Fui crescendo, já eram outros tempos. Acontece que muitas vezes já esquecia de passar tanto tempo com ela no quintal. Quando ia, orgulhosa, não me queria; não lambia nem abanava o rabo. Demorava pra me perdoar. Era assim, da mesma forma, quando viajávamos; ela sofria, mal comia! Na volta, estava impecável como se nem tivesse percebido a ida, mas se acostumado e na cabeça dela, nunca tivéssemos existido; não lambia nem abanava o rabo. Rancorosa, eu e ela. Mudávamos de casa, de cidade, de gente, tantas e tantas vezes! Era sempre outra mudança assim, de repente. Muitas amiguinhas ficavam nas cidades passadas, mas ela sempre me acompanhava. Deveria, com isso, já ter percebido que não a tinha, nem a nada. Mas ainda não era a hora exata. Nuns tempos, estava doentinha das patas, ela. Já velhinha, sentia minha falta mais que nunca, mas não mais podia dar-lhe o que merecia. O mundo de fora havia notado meu crescimento, e me chamava. O mundo de dentro, já não me comportava.
No dia que se foi, também eu já estava de partida. Foram tantas idas anteriores, mas nessa, ia sozinha, eu e ela; uma de cada vez. Não havia maneira de levá-la, nem dela levar-me. A última vez que a vi em vida, era manhã, estava indo para a escola e era época de muitas provas, daquelas de 3° ano, daquelas de vestibulanda. Estava deitada no quintal a minha cadelinha, cansada já de existir. Fui lá de mansinho, ajeitei-a, pois sabia de seu pesar ao andar. Dei-lhe remédio, um sorrisinho e um “Tchau, irmã.” Ao chegar da aula, fui estudar e no meio, ouvi ela latir lá fora, me chamando: “Melanu, vem aqui, vem aqui!”. Pensei “Daqui a pouco vou.” Não fui. Mamãe chegou em casa, desceu ao quintal, subiu ao meu quarto e, tremendo, disse-me: “Melanu, ela morreu.” Foi como uma carga elétrica na minha nuca. Todo o ar do espaço secou, pesou. Os objetos ao redor pareciam irreais. Distanciei-me do cenário e meu único elo com o mundo, era aquela morte. Saiu uma lágrima sozinha. Mas ao longo dos anos sairiam muitas outras, ao lembrar-me que a neguei uma despedida. Como se já tivesse naquela manhã mesmo, adiantado, para não ter que fazê-lo, mais dolorido, na hora da morte. Junto a ela, foram-se enfim, meus gostos de moleca. Quando vi seu corpo de cachorro, frio, morto, preferi pensar que era só sono. Olhei-a e ela olhou-me, mexeu um pouquinho o focinho e sussurrou: “Irmã, perdoo-te. Perdoe-me também por essa ida.” Falei a ela: “Obrigada. Estarás para sempre perdoada, mesmo sem dever-me nada.”

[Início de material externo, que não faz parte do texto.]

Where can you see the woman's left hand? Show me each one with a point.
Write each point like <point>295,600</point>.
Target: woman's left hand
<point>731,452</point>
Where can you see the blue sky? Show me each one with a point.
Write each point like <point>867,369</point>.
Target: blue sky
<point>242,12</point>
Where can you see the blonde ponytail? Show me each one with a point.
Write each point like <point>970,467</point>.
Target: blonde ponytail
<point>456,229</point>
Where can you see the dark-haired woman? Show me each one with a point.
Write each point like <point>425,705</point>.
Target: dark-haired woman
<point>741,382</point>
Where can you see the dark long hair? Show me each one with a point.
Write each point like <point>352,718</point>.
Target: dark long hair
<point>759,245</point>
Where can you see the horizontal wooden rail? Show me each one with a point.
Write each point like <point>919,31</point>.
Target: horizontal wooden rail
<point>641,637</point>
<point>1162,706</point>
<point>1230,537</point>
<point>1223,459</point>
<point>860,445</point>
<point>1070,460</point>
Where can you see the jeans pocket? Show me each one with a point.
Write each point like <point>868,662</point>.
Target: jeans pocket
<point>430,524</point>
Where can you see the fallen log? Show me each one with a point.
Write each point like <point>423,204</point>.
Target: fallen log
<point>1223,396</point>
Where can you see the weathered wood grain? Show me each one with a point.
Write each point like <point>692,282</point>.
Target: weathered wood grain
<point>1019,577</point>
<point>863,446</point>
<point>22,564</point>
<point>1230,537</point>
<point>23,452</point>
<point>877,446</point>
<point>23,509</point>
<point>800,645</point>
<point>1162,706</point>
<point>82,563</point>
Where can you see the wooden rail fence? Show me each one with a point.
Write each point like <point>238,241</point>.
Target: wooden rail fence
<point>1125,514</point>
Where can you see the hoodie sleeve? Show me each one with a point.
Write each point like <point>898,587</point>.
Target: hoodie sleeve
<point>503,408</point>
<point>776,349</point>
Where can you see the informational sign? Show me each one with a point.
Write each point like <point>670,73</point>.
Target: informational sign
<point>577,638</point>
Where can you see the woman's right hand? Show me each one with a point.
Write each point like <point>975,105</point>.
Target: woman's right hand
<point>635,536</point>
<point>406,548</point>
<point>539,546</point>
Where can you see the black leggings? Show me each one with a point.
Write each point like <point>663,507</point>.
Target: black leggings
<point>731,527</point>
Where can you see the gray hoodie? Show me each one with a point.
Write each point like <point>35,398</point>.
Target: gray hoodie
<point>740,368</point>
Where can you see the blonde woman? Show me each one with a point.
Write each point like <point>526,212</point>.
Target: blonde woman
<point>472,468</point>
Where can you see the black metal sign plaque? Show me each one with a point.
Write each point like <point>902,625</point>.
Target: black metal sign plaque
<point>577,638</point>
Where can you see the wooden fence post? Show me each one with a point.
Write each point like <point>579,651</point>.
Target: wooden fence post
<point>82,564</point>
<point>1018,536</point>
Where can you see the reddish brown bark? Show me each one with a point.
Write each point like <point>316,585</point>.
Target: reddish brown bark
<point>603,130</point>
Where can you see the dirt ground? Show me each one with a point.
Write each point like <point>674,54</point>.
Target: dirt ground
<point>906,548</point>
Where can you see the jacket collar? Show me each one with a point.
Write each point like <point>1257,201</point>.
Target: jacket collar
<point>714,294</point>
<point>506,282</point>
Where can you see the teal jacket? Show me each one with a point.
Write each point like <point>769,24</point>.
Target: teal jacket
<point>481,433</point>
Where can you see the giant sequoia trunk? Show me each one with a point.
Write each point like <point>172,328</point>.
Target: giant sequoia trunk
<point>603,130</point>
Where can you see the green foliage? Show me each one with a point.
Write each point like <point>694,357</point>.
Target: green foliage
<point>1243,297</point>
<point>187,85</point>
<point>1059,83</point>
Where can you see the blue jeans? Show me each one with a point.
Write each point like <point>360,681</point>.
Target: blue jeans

Foi enterrada no sítio de um tio meu, no alto de uma montanha, a céu bem, bem aberto. Nunca quis saber aonde, assim tão exatamente. Mas ela queria. Outro dia, já passados vários anos e sendo universitária na cidade grande, voltei ao interior. Fui de visita ao sítio; almoço de domingo. Resolvi então, caminhar sozinha pelo pasto plano, debaixo do céu profundo, em cima daquele quintal verde sem fim, que parecia mais ser o mundo todo naquele momento. Passei pela curva superior esquerda da plantação de capim, numa parte muito alta onde via ao longe os montes pelados e junto com eles, ia meu pensar. Aí ouvi uivando a brisa campesina: “Melanu! Estás linda, crescida!” Sorri, criança.